Вместо ответа Георгий нагнулся и прижал к стеклу нос.
— Братцы, Ануша… вроде бы знак подает… Да, так и есть!
Мы вскочили и столпились за ним. Внизу, на скамейке, Ануша прижала платок ко лбу. Потом она провела им по губам и принялась его складывать.
Мы бросились по лестнице к черному ходу.
На другой день я узнал, что Анушу арестовали. Сообщил мне это Михо. Он пришел ко мне поздно вечером, когда я уже лег, и постучал в окно, выходившее во двор. Я открыл. Он прошептал мне на ухо зловещую новость. И добавил, что некоторое время встреч не будет, он даст знать, когда будет нужно, — и пропал во мраке, прежде чем я успел произнести хоть слово. В памяти моей остался его лихорадочный шепот и глаза, ставшие какими-то дикими.
Вне себя от волнения, я закрыл окно. Быстро оделся, не зажигая лампы, вынул из-под подушки свой плоский браунинг и засунул его в карман пиджака. Тихонько вышел на улицу.
Наш квартал спал в ласковых объятиях звездной летней ночи. Улочка была пустынна, она притихла и, казалось, вслушивалась в шипение парового котла на маслобойной фабрике поблизости. Это был единственный живой звук. Трубы других фабрик торчали немые и бездымные, словно чудовищные зенитные орудия, нацеленные прямо в звездное небо.
Где-то вдали торопливо и нестройно процокали копыта. Вероятно, по главной улице района. По ночам жандармы избегали окраинных улочек. Копыта цокали на неровной рыси, как будто споря о чем-то. Потом все поглотила мягкая тишина. Где-то дважды пролаяла собака, и так как никто не отозвался, замолкла и она. Я подумал, что псы иногда ведут себя совершенно как люди.

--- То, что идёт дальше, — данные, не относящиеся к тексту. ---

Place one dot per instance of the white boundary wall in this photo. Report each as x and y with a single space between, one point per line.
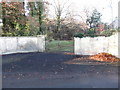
22 44
91 46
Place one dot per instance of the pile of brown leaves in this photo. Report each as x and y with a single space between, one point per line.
104 57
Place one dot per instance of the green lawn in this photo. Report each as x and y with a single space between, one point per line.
57 46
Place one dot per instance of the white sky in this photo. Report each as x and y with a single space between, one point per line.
103 6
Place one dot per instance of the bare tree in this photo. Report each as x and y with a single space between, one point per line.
59 8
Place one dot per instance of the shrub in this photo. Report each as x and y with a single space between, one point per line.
108 32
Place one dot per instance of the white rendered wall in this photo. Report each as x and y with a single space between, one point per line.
22 44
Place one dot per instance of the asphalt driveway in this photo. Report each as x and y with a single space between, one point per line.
48 70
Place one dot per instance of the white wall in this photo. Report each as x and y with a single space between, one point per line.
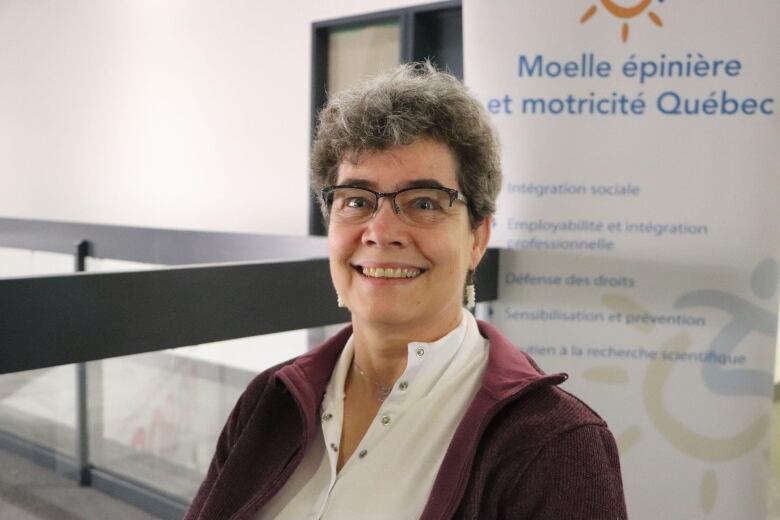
163 113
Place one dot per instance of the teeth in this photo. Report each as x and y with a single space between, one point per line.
389 272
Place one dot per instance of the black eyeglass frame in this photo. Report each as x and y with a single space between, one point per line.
453 194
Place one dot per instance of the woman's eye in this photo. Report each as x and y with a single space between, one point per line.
356 203
424 204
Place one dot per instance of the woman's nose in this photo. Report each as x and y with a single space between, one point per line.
385 228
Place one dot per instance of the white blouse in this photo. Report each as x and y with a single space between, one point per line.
391 473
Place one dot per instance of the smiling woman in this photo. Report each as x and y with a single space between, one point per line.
416 410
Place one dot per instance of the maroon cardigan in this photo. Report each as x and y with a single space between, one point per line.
525 449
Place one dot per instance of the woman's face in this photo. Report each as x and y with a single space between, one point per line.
436 257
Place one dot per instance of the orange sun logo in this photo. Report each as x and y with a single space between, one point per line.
625 13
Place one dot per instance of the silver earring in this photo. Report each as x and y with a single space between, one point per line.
471 291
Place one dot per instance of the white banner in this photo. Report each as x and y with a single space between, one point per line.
641 196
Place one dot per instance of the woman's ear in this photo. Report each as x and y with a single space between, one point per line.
481 239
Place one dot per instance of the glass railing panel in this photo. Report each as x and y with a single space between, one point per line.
38 405
155 417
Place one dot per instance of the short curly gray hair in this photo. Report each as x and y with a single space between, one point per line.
397 108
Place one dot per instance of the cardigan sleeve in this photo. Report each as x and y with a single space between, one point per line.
574 476
227 439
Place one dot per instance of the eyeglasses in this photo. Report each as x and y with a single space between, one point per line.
346 204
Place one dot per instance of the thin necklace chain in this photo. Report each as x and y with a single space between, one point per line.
382 390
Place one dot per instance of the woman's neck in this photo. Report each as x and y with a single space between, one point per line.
381 350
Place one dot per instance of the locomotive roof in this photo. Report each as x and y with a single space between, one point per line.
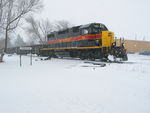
80 26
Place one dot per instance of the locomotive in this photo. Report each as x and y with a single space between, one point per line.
91 41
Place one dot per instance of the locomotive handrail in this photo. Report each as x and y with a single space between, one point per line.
1 57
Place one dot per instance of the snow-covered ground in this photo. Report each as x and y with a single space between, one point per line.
72 86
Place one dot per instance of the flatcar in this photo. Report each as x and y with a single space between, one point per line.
91 41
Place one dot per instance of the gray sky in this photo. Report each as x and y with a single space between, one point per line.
127 18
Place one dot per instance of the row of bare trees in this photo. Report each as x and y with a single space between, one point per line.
11 13
37 30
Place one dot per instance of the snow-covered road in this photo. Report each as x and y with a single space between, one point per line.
72 86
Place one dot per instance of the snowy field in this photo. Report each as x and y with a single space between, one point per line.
72 86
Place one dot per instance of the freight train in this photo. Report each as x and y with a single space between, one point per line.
91 41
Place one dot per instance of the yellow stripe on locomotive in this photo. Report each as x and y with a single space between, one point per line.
107 38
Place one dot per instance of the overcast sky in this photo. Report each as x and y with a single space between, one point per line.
127 18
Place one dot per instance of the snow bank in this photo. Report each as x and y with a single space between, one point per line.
66 86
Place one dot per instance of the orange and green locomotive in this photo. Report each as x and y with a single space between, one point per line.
91 41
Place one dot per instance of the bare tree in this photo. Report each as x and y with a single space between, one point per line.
13 11
63 24
38 29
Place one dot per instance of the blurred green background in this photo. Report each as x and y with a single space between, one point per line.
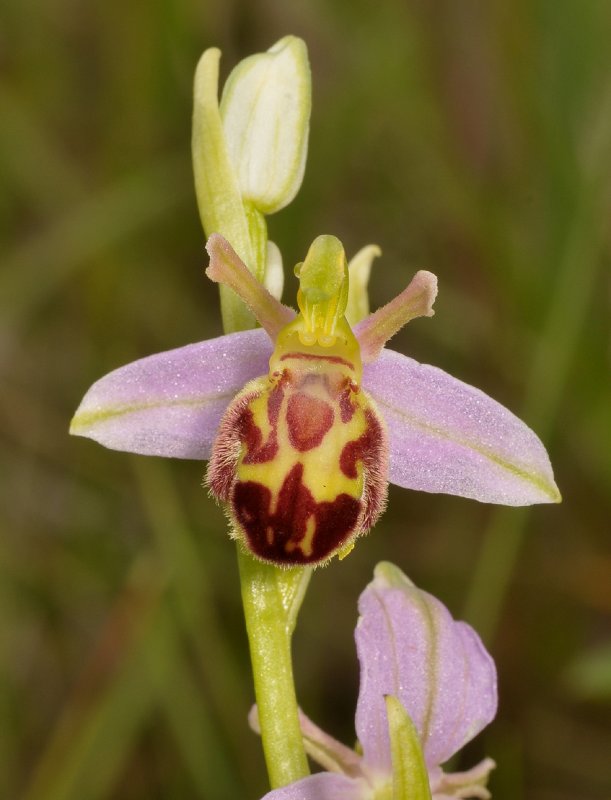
470 138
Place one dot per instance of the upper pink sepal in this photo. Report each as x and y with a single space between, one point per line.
170 404
447 436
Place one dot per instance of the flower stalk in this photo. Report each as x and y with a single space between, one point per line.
271 598
233 161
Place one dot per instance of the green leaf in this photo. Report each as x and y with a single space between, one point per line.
410 775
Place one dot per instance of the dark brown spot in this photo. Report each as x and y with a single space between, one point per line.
277 537
368 443
347 404
309 420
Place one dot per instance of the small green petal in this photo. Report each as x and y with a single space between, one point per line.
359 269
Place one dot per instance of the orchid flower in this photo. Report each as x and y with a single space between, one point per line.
306 420
415 660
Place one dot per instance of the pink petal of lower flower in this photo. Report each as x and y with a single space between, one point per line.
409 646
447 436
323 786
170 404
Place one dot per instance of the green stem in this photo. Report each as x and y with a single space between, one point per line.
271 598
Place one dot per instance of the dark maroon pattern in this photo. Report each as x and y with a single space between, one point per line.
274 537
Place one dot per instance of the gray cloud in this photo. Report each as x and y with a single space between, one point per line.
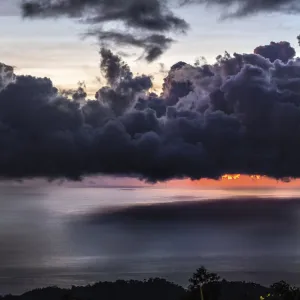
243 8
147 20
238 115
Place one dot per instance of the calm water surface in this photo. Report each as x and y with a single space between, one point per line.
64 236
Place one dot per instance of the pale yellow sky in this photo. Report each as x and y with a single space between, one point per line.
54 48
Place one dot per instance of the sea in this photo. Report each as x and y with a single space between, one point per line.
64 236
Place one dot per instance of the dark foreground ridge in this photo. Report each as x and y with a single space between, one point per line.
203 286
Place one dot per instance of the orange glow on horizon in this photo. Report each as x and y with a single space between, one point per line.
234 181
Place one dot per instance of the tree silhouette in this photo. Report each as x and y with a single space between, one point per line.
201 277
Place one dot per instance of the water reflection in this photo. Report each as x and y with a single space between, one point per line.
74 236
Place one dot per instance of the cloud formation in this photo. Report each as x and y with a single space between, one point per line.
238 115
243 8
145 22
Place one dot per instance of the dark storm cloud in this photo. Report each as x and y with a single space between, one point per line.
225 211
238 115
282 51
147 20
242 8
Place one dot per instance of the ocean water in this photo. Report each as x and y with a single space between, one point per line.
74 236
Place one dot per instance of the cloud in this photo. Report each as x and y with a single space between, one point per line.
282 51
238 115
146 22
243 8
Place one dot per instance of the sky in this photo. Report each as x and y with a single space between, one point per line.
56 49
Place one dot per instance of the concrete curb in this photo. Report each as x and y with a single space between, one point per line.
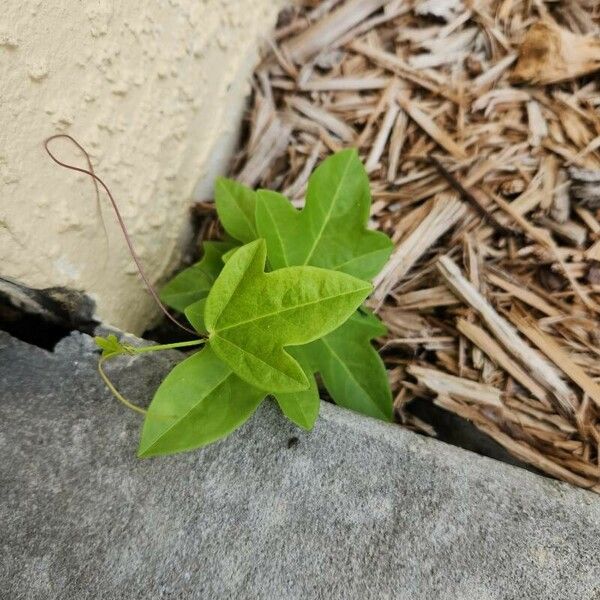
354 509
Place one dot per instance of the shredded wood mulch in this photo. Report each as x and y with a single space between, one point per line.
478 124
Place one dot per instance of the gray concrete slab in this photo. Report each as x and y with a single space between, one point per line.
354 509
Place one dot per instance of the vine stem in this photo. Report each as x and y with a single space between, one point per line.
132 350
171 346
91 173
114 391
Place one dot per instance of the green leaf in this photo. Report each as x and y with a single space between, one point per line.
351 369
199 402
302 408
330 231
194 282
236 205
252 315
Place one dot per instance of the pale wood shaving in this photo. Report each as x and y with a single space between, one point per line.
511 224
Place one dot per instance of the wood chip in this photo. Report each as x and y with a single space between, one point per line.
467 168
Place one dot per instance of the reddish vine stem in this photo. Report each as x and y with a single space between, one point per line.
97 180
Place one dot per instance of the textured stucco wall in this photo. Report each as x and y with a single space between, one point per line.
154 90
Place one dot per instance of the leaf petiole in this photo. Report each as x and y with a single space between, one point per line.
114 390
127 349
142 349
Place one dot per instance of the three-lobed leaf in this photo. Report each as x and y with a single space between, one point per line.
352 370
199 402
252 315
331 230
302 408
195 282
236 206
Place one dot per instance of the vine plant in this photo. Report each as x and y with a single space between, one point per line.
274 305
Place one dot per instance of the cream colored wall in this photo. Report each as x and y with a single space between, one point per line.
155 91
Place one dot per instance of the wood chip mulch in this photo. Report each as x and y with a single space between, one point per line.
478 124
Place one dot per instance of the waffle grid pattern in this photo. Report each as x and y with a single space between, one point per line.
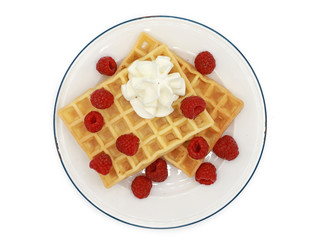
157 136
223 107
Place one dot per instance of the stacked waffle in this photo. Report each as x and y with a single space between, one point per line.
159 137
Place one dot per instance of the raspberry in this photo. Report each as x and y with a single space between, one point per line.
206 173
102 163
198 148
141 186
93 121
226 148
192 106
101 98
127 144
205 62
157 171
106 66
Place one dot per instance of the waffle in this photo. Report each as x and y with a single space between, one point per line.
158 136
222 105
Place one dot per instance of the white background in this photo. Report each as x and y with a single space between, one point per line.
289 45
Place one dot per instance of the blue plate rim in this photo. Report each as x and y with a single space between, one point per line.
178 18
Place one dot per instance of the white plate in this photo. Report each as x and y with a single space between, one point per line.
179 201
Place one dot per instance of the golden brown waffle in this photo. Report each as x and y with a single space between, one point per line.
222 105
158 136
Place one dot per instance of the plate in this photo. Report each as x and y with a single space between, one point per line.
179 201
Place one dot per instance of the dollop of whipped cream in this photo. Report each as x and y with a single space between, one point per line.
151 90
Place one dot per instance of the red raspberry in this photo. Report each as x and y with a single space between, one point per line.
106 66
226 148
198 148
101 98
192 106
93 121
206 173
141 186
127 144
205 62
157 171
102 163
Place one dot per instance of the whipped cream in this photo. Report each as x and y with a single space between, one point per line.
150 89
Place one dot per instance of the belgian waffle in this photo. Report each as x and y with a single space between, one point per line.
222 105
158 136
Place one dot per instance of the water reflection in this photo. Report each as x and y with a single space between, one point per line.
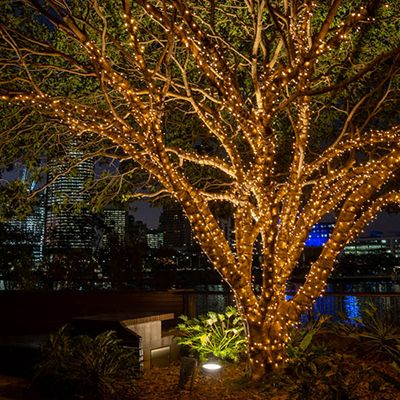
348 302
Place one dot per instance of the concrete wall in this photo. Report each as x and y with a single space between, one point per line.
24 313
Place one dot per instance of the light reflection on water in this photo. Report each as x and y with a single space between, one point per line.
348 302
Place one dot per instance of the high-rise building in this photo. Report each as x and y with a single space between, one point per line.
69 224
155 239
115 224
319 234
374 245
176 228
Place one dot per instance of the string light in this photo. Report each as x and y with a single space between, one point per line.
275 210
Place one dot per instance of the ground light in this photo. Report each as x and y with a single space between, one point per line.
211 367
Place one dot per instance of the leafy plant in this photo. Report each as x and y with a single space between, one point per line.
96 368
220 335
374 334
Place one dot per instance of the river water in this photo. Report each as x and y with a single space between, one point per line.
347 299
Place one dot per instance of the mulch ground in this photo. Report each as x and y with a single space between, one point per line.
163 384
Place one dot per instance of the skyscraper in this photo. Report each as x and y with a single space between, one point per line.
176 228
69 224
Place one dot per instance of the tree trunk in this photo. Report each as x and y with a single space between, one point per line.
266 346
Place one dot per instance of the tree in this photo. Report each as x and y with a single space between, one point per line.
283 110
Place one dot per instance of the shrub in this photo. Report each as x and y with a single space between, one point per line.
96 368
220 335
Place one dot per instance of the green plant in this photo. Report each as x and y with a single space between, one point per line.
96 368
375 335
220 335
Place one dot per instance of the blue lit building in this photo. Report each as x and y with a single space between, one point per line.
319 234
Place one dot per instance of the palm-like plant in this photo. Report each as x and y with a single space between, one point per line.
220 335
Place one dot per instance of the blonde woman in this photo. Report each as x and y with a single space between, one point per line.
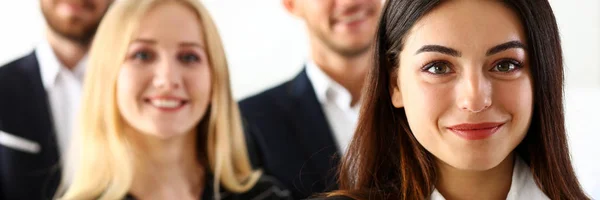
158 118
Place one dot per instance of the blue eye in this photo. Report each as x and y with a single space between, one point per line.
438 68
142 55
506 66
187 58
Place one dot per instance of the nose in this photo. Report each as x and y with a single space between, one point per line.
474 92
167 75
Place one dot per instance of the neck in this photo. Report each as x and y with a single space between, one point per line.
466 184
168 168
68 52
349 72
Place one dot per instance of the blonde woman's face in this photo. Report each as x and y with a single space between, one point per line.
465 83
164 85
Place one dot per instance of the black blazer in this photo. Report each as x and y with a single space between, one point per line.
25 113
289 137
332 198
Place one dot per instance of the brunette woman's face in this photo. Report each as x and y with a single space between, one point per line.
464 81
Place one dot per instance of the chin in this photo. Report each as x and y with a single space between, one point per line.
479 162
167 133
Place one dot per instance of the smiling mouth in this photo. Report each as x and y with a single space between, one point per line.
168 104
476 131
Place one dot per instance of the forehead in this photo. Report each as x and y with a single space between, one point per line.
466 26
171 22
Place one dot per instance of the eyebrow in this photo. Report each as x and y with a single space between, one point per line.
505 46
452 52
439 49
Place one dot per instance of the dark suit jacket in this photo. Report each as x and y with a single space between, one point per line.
25 113
289 137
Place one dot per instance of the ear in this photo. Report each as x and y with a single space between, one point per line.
291 6
395 91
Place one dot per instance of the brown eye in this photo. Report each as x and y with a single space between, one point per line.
506 66
438 68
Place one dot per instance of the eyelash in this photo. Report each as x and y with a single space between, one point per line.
517 66
149 56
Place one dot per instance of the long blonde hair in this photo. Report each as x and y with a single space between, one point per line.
102 166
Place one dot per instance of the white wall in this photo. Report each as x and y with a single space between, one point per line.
266 46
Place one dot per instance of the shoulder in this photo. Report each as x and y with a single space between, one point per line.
267 188
14 70
270 97
332 198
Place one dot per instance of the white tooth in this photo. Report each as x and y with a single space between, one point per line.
164 103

Труба маслобойни перестала шипеть.
Я начал приходить в себя и только теперь по-настоящему осознал весь ужас случившегося. Ануша в полиции! Ануша, медноволосая, нежная девушка, девчурка с тоненькими руками и пальчиками, так весело плясавшими по струнам гитары, в косматых звериных лапах жандармов. Такими я представлял себе их руки, хотя вскоре узнал, что они могут быть и белыми, и пухлыми, как тесто, да еще и украшенными золотыми перстнями. И еще я представил себе в звездном полумраке нашей улочки, сжимая в кармане браунинг, — представил пальцы Ануши, исколотые и израненные, с вырванными ногтями; с кончиков пальцев каплями стекает кровь… И еще — тело Ануши. То, о котором до сих пор никто из нас не смел и подумать, потому что все мы были очень молоды и чисты и потому что Ануша была как все мы, — но теперь я представил себе тело Ануши, распростертое на цементном полу какого-нибудь подвала.